When Winter Warmers Were a Thing

Younger folks or new arrivals to the Northwest are often surprised to learn about lost beer styles that once dominated the region. Chief among these were “hefeweizens” (American wheat ales), which I have written about. Another fixture of that era, from the mid-80s to the mid-aughts, was ubiquitous beer made by a huge percentage of Northwest breweries they called “winter warmers.” It was a surprisingly uniform style: a 7% dark ale (copper to brown, but generally chestnut), full and malty but with a layer of classic hopping (in the Willamette/Mt Hood vein). The latitude in the style was narrow: sweetly malty to a slightly roasty malt on the one hand, mild to somewhat stiff hopping on the other. It was a beer distinct from other traditions like Anchor’s spiced Christmas ale or Belgium’s biéres de Noel. Its specificity established it as a style in its own right.
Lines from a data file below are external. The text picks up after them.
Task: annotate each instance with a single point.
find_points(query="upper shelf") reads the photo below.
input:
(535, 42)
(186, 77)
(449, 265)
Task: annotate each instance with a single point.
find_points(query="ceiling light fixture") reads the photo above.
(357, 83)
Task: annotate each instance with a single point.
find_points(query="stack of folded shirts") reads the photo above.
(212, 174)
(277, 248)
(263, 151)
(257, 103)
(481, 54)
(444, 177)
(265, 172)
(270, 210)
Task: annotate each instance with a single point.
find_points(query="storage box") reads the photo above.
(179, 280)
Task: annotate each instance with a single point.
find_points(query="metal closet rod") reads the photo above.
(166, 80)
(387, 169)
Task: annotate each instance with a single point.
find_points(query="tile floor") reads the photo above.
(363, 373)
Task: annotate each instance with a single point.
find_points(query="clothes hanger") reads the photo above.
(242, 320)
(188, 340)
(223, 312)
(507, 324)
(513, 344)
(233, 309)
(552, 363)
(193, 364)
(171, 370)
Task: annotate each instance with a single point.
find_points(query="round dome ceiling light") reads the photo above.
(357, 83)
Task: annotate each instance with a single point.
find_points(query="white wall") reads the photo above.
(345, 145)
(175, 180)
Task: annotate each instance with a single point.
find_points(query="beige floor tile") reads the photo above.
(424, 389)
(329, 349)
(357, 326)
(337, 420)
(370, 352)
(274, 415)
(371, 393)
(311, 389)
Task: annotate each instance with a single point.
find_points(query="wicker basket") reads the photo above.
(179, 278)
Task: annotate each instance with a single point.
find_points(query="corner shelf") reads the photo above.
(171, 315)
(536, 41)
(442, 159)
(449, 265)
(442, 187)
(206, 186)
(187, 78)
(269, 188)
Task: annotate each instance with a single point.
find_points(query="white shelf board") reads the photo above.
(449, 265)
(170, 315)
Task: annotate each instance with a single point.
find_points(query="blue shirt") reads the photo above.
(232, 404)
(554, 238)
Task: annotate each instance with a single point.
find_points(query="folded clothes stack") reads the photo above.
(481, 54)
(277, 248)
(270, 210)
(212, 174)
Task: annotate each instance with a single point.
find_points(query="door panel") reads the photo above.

The uniformity of the Northwest winter warmer suggested a longer lineage, but this is almost certainly apocryphal. Like amber ales, smoked “Scotch” ales, and those ‘90s hefeweizens, Americans took a shred of information about a dimly understood style and created their own oddball versions of it. Winter warmers were very much in this tradition. There are precursors like old ale, Burtons, and October beer that definitely have standing in the discussion, but the Americans making winter warmers were almost certainly ignorant of them at the time. 

Remarkably, they’re marvelous beers. Unlike some of the other half-understood recreations Americans produced—many of which now seem dated and conceptually flawed—winter warmers are a perfect beer for the season. They have the strength to warm, the malt to soothe, and the best examples are balanced and very drinkable. I loved them when I first started exploring craft beer, and I love them still.

I was at Ex Novo last night and encountered Liquid Sweater, a classic revival of the genre, and a flood of memories came rushing back. The Northwest didn’t have exclusive purview over these beers, but we had a greater density than other regions. In 1988, Full Sail and Deschutes released their (still extant) examples, Wassail and Jubelale. Pyramid made Snow Cap, Redhook Winterfest, both released in the 1980s. Those were the flagship brands responsible for sparking the phenomenon, but by the mid-1990s they were everywhere. Like fresh hop beers today, in the winter season it seemed like every brewery you walked into had a winter warmer on tap—all brown, malty, and about 7% ABV. 

The end of this tradition, or the ubiquity of it, was writ by hops. For twenty years “winter ale” meant “dark,” but toward the end of the aughts beers like Hopworks Abominable and Double Mountain Fa La La La La started carving out territory for “winter IPAs.” Now the idea of a winter beer is whatever a brewery wants it to be. Dark beers don’t sell, and so the stouts and porters that once characterized the Northwest’s winter months have mostly vanished. (When was the last time you saw a porter?) Wassail and Jubelale are still around, so the old winter warmers haven’t died out completely. But once upon a Christmas, they were as common as sleigh bells.